Under AB 1355, “location data” means device information that reveals, directly or indirectly, where a person or device is or has been within the State of California, with precision sufficient to identify the street-level location of such person or device within a range of five miles or less.  AB 1355 provides examples including, but not limited to:

  • An IP address capable of revealing the physical or geographical location of an individual;
  • GPS coordinates;
  • Cell-site location information;
  • Information captured by an automated license plate recognition system that could be used to identify the specific location of an automobile at a point in time;
  • Information or image captured by a speed safety system or other traffic monitoring system that could be used to identify the specific location of an automobile at a point in time; and
  • A video or photographic image that is used as a probe image in a facial recognition technology system that could be used to identify the specific location of an individual at a point in time.

AB 1355 would impose the following restrictions on this broad category of location data:

  • Opt-In Consent:  Prior to collecting or using an individual’s location data, a covered entity would be required to obtain the individual’s express opt-in consent to collect and use their location data for the purpose of providing the goods or services requested.
  • Restrictions on Use & Disclosure:  Even if consent is collected, covered entities would be prohibited from (i) collecting more precise location data than necessary to provide the goods or services requested, (ii) retaining location data for longer than necessary to provide the goods or services requested, (iii) selling, renting, trading, or leasing location data to third parties, (iv) deriving or inferring from location data any information that is not necessary to provide the goods or services requested, or (v) disclosing the location data to any government agency without a valid court order.  The intent of these restrictions is to create “no-go zones” where data revealing visits to certain locations, such as reproductive health clinics or places of worship, cannot be used for discriminatory or otherwise improper or unlawful purposes.
  • Location Privacy Policy:  A covered entity would be required to maintain a “location privacy policy” that is presented to consumers at the point of collecting such location information.  The location privacy policy would be required to include, among other things, (i) the type of location data collected, (ii) the disclosures required to provide the requested goods or services, (iii) the identities of service providers and third parties to whom the location data is disclosed or could be disclosed, (iv) whether the location data is used for targeted advertising, and (v) the data security, retention, and deletion policies.
  • Changes to Location Privacy Policy:  A covered entity would be required to provide notice of any change to its location privacy policy at least twenty (20) business days in advance.
  • Enforcement & Penalties:  The California Attorney General, along with district attorneys, would be able to bring a civil action against a covered entity for violations of AB 1355, which may result in a civil penalty up to $25,000 per offense.
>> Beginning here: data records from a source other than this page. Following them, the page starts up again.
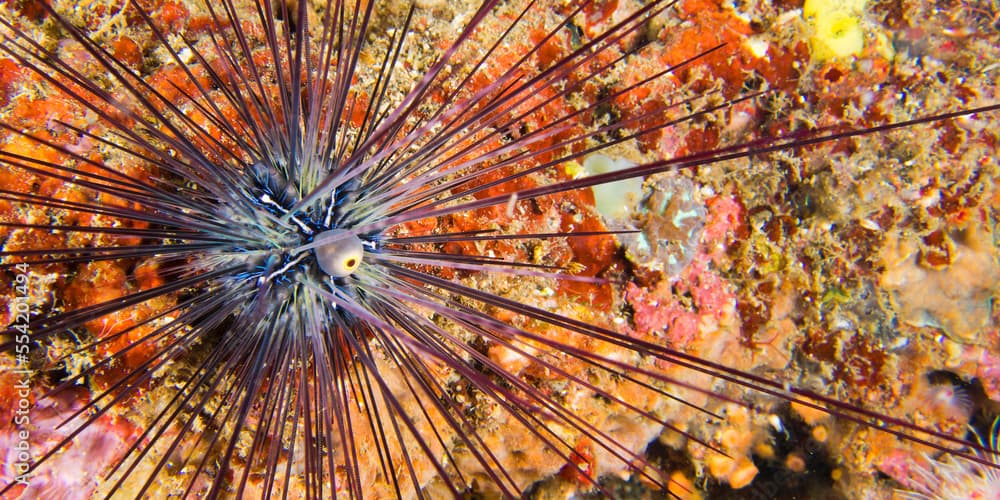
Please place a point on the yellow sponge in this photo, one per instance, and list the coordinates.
(835, 27)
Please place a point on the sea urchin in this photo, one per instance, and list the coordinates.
(290, 251)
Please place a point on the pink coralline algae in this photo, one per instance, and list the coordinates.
(696, 297)
(74, 472)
These proposed changes that are similar to the approach to consumer location data already adopted under Maryland’s Online Data Privacy Act, which takes effect October 1, 2025.  If enacted, AB 1355, however, would represent a significant departure from the opt-out framework currently set forth under California law under the CCPA, where businesses can generally sell and share sensitive personal information, such as geolocation information, unless the person opts out and directs the business to limit its usage.